Answers needed after rivalry game turns ugly

mmccombs@islandpacket.comOctober 8, 2012 

A little more than two weeks ago -- three Friday nights -- there was some ugliness at Bluffton High School.

I'm not talking about the Bobcats' 80-14 thrashing of rival Hilton Head Island High, though that was ugly. I'm talking about what went on before and after the game.

According to letters sent to the Island Packet, Hilton Head High players were pelted with items thrown from the stands and subjected to verbal abuse from the fans.

While throwing items from the stands is never acceptable, some level of verbal abuse, rightly or wrongly, has become the norm at sporting events. Except that some players on this night were allegedly subjected to racial slurs.

If true, a surprising and disappointing occurrence in a community as diverse as Bluffton.

After the game, several Bluffton players were seen taunting Hilton Head High players, making obscene gestures and at least one had some things to say to Seahawks head coach B.J. Payne.

"Is it a rivalry? I don't know. What constitutes a rivalry?" Hilton Head High athletics director Joe Monmonier asked the week after the game. "What kind of behavior constitutes a rivalry?"

On the Tuesday following the game, the key parties -- Bluffton athletics director Dave Adams and football coach Ken Cribb, as well as Hilton Head High's Monmonier and Payne -- met with Beaufort County School District student services officer Gregory McCord at the district office.

Though he wouldn't confirm any specific incidents at the game, saying he wasn't there to witness them firsthand, McCord called the meeting "productive," citing the head coaches mutual respect and the opportunity to use the game as a "teachable moment."

I have no reason to doubt anything McCord says. But if I'm a parent of a Seahawks player, I want to know specifically what's being done to ensure this type of behavior doesn't persist. Not just at Bluffton, but anywhere in the district.

Because the next question is, if this behavior persists, "how can I ensure my child is safe?"

When asked about the meeting, all parties involved referred all questions to McCord.

"All matters were handled accordingly," McCord said Thursday, revealing no specifics. "If there's an issue, it's our job as adults and officials to take corrective action."

But in this situation, something troubling happened in public, in front of a lot of people. There should be a public response.

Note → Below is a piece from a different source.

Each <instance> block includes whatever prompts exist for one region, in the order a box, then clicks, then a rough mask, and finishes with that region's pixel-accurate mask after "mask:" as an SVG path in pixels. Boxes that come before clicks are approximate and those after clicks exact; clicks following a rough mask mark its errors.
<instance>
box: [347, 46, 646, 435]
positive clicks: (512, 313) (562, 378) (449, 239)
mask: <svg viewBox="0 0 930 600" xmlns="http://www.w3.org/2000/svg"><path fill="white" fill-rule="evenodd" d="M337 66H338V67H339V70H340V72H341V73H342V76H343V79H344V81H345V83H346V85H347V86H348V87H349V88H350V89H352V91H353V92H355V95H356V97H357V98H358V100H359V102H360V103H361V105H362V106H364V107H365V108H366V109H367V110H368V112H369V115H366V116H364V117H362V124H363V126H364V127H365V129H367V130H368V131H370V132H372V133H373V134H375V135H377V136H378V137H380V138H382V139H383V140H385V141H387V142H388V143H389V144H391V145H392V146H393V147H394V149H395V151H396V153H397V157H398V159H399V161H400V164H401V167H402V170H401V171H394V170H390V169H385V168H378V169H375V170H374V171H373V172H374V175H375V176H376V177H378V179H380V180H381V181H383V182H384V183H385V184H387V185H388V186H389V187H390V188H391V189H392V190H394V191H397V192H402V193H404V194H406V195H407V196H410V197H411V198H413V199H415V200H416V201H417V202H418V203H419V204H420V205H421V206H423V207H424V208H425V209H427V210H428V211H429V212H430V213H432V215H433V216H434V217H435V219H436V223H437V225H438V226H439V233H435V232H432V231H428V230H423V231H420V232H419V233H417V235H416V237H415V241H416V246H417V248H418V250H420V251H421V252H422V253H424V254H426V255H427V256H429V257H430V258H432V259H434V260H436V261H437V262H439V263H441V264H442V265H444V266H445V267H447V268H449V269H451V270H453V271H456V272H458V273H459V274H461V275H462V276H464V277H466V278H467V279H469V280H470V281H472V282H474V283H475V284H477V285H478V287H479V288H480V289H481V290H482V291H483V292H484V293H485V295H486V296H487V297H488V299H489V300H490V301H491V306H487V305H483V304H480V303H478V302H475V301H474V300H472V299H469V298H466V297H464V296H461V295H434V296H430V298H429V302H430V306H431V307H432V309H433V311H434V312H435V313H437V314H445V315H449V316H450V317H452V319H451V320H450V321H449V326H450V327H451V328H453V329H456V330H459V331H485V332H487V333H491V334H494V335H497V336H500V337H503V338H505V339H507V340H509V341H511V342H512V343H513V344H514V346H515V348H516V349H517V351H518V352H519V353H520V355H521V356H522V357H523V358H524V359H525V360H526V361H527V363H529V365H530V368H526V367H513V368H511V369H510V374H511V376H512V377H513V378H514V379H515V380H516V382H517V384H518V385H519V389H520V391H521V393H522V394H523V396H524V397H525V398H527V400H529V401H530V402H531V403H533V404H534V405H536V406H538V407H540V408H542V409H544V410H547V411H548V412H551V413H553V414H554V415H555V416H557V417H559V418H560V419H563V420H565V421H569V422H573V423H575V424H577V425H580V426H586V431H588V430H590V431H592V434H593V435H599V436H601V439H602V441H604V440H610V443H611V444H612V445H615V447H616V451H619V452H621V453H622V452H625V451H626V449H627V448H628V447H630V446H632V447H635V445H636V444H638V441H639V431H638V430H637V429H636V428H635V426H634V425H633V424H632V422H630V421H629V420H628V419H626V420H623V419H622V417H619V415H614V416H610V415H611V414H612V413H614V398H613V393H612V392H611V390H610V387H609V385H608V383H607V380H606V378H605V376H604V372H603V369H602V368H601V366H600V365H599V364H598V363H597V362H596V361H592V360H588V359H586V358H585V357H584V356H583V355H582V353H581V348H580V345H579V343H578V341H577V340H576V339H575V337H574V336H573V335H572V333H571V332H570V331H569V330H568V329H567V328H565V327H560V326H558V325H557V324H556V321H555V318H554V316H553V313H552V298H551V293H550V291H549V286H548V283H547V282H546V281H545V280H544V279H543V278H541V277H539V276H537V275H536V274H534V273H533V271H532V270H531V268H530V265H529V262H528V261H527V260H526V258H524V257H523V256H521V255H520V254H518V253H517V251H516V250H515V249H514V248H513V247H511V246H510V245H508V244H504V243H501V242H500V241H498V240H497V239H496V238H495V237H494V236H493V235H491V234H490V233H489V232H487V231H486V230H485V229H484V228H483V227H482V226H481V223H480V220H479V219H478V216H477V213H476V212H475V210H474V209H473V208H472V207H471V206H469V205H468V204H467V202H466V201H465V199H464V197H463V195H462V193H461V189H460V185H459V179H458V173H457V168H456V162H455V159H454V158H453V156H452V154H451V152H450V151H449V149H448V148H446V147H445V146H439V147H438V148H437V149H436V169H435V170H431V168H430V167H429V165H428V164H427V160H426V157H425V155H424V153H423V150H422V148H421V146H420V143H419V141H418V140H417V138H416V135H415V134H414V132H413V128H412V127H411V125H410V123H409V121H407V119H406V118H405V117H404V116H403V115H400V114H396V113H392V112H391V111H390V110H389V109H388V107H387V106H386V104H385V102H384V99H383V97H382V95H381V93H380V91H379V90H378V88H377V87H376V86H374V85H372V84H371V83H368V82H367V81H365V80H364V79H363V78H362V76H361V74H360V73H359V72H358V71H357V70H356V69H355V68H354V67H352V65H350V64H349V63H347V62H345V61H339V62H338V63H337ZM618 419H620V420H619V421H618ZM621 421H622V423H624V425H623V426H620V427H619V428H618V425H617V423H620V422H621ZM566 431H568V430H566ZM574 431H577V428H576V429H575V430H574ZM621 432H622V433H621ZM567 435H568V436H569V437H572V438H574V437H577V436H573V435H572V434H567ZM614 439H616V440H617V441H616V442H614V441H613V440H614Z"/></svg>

McCord disagreed and said it wasn't a public matter, referring to any discipline any specific student may have received.

"We are looking forward to collaborating as a district ... so that our students recognize the importance of gamesmanship and good sportsmanship," he said.

He went on to say, "it's not that anyone is not revealing anything. When it gets down to it, we have to do what's most important, and that's moving forward."

But if nobody addresses what happened publicly, who's to blame people who doubt anything's being done at all?

McCord emphasizes that he has an open-door policy and works hard to be "very transparent."

That's refreshing, but it's not enough. It sounds similar to a campaign promise we might hear in a debate.

Parents deserve the substance, not just the style. Forget the punishment. They want to know what the plan is.

"At the end of the day, our goal and our effort should be focused on doing at all times possible what we can to produce good students and good citizens," McCord said.

He's right. In this situation, that can only start by talking about the problem.